Report: Kahlon offered Foreign Ministry

Likud ready to construct mega-portfolio for Smotrich.

Finance Minister Moshe Kahlon (photo credit: MARC ISRAEL SELLEM/THE JERUSALEM POST)
Finance Minister Moshe Kahlon
(photo credit: MARC ISRAEL SELLEM/THE JERUSALEM POST)
Prime Minister Benjamin Netanyahu spoke to Kulanu leader Moshe Kahlon on Sunday, according to Channel 13 political correspondent Sefi Ovadia, and offered him to shift from the Finance Ministry to the Foreign Ministry.
Likud negotiating team chairman Yariv Levin would not confirm or deny the report. Outgoing Deputy Minister in the Prime Minister’s Office Michael Oren, who left Kulanu, questioned the report.
“Just like you would not put someone as defense minister with no background in defense, so too Israel’s foreign relations are vital to its security, and therefore I hope the next foreign minister will be someone with a background in foreign relations,” he said.
Netanyahu will hold a long-awaited meeting on Thursday with Kahlon. They are expected to discuss the possibility of a merger between Likud and Kulanu.

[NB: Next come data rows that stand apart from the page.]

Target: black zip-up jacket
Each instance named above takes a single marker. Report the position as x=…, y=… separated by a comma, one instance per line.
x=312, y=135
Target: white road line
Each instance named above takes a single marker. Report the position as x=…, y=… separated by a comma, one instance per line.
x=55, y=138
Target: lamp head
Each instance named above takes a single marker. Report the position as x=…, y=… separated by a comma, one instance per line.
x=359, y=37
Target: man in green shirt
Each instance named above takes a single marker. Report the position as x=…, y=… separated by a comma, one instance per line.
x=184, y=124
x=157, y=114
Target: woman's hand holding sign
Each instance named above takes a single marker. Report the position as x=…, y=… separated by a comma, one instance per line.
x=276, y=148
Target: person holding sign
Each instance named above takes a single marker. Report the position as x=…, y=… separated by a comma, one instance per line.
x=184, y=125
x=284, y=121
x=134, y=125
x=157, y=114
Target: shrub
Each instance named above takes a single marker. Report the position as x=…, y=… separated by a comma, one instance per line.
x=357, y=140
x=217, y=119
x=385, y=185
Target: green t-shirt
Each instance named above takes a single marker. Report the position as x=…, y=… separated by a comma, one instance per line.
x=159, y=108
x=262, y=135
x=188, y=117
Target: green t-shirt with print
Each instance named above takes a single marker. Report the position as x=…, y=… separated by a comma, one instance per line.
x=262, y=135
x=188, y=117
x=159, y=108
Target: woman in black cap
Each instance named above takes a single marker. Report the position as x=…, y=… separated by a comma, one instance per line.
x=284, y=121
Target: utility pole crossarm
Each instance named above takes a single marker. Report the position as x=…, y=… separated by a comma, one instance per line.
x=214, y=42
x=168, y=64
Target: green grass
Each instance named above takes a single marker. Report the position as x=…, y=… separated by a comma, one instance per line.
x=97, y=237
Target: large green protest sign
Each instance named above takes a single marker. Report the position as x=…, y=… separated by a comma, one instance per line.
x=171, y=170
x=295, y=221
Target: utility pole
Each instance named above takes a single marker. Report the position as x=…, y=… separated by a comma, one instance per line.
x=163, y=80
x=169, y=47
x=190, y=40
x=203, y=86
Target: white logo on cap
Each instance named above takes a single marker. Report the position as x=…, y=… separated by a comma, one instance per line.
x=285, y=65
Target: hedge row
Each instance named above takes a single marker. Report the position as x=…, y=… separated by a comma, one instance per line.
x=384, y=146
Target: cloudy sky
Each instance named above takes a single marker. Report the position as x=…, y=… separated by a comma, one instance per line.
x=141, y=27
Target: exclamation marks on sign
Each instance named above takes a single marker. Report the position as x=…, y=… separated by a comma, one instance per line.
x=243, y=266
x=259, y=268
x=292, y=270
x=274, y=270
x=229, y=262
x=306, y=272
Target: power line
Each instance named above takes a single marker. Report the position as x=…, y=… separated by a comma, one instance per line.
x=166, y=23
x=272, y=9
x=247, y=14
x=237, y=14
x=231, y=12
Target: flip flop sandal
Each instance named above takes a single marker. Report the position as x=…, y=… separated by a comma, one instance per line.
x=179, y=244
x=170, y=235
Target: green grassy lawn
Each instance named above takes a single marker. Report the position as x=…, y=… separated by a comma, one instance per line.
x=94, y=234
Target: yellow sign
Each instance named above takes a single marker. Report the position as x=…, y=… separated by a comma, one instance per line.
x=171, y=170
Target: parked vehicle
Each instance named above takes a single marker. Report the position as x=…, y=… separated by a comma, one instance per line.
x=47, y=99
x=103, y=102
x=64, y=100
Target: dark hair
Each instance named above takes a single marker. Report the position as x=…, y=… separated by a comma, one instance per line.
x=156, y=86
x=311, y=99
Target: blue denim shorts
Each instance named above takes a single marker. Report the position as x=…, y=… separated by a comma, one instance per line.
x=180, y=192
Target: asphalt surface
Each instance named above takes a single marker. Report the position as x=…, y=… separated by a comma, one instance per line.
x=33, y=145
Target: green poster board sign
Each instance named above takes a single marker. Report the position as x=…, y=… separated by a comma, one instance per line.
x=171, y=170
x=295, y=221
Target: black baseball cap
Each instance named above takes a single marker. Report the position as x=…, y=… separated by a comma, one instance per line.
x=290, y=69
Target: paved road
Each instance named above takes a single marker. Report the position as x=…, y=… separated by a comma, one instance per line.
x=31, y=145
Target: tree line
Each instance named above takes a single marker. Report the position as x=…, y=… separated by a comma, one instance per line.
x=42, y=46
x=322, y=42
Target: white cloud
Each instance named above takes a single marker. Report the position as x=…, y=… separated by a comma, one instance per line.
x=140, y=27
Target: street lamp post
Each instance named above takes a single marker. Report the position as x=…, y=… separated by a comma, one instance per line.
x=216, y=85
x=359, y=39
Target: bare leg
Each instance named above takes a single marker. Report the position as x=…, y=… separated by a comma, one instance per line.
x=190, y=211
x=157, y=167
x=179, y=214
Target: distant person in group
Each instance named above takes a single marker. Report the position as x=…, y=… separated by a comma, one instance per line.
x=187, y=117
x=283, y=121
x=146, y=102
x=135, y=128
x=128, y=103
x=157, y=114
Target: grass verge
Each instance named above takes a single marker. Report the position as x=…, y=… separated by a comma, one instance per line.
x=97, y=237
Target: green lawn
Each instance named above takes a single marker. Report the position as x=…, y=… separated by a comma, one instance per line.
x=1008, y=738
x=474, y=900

The Likud is prepared to build a “mega-portfolio” for Union of Right-wing Parties co-chairman Bezalel Smotrich out of the Construction and Housing Ministry, in order to keep him out of the more sensitive Justice and Education portfolios, Likud sources said Sunday.
Smotrich rejected the offer before coalition talks with his party even began, saying that only either the Education or Justice Ministry were acceptable to him.
“If [former Meretz leaders] Shulamit Aloni and Yossi Sarid could be education minister, then so can I,” Smotrich said. “My views are much closer to the consensus.”
Coalition talks began Sunday with Avigdor Liberman’s Yisrael Beytenu party. While participants said the meeting went well, they also said the negotiations would be long and difficult, due to differences between Yisrael Beytenu and United Torah Judaism on the IDF conscription bill.
The two sides agreed to meet again soon, most likely this week. But UTJ, Shas and URP have refused to negotiate during Passover.
The Likud’s negotiating team includes Prime Minister Benjamin Netanyahu’s former chief of staff Natan Eshel, even though Eshel resigned from his post and agreed not to return to the civil service in February 2012 after signing a plea bargain admitting misconduct toward a female staffer.
Meretz leader Tamar Zandberg said Eshel should have been prevented from being on the negotiating team. But deputy Attorney-General Dina Zilber said it was acceptable for him to be on the team.